As shown in FIG. 2, the guiding portion 18 is a projection formed in a range from a front end part of the rubber plug accommodating portion 14 to the front end of the cross-section changing portion 15. A front end of the guiding portion 18 is connected to the main body accommodating portion 13 and a rear end is connected to the rubber plug accommodating portion 14.

Upper and lower surfaces of the guiding portion 18 serve as first inclined surfaces 18F inclined with respect to an inserting direction of the terminal fitting 20. The first inclined surfaces 18F are inclined to widen a distance therebetween toward the front from the rear end of the guiding portion 18. This causes the guiding portion 18 to have a triangular shape long and narrow in the front-back direction and have a width gradually increased toward the front from the rear end when viewed from a central side of the cavity 11. The first inclined surfaces 18F are standing with respect to the rubber plug accommodating portion 14 and the cross-section changing portion 15.
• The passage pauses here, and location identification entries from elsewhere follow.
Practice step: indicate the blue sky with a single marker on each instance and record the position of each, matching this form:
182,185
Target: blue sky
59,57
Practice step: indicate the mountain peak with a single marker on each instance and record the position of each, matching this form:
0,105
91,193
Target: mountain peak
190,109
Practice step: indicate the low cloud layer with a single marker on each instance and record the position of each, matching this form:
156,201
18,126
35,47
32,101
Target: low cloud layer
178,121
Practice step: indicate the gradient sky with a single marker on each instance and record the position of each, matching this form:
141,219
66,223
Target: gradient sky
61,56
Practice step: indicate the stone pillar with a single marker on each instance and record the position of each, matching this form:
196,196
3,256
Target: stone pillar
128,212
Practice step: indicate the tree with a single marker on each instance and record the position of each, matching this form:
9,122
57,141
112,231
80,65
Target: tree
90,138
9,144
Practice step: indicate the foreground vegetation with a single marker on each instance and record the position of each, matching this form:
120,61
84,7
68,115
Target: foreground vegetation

As shown in FIG. 3, a second inclined surface 18S inclined with respect to the inserting direction of the terminal fitting 20 is formed on a rear end part of the guiding portion 18. The second inclined surface 18S is entirely located in the rubber plug accommodating portion 14 and formed substantially on a part the guiding portion 18 located in the rubber plug accommodating portion 14. The second inclined surface 18S is inclined gradually from the rear end toward the front end to increase a projecting distance of the guiding portion 18 into the cavity. A maximum projecting distance of the guiding portion 18 is equal to a dimension of a step between the rubber plug accommodating portion 14 and the main body accommodating portion 13. The second inclined surface 18S has a smaller dimension than the cross-section changing portion 15 in the front-back direction and is more steeply inclined than the cross-section changing portion 15.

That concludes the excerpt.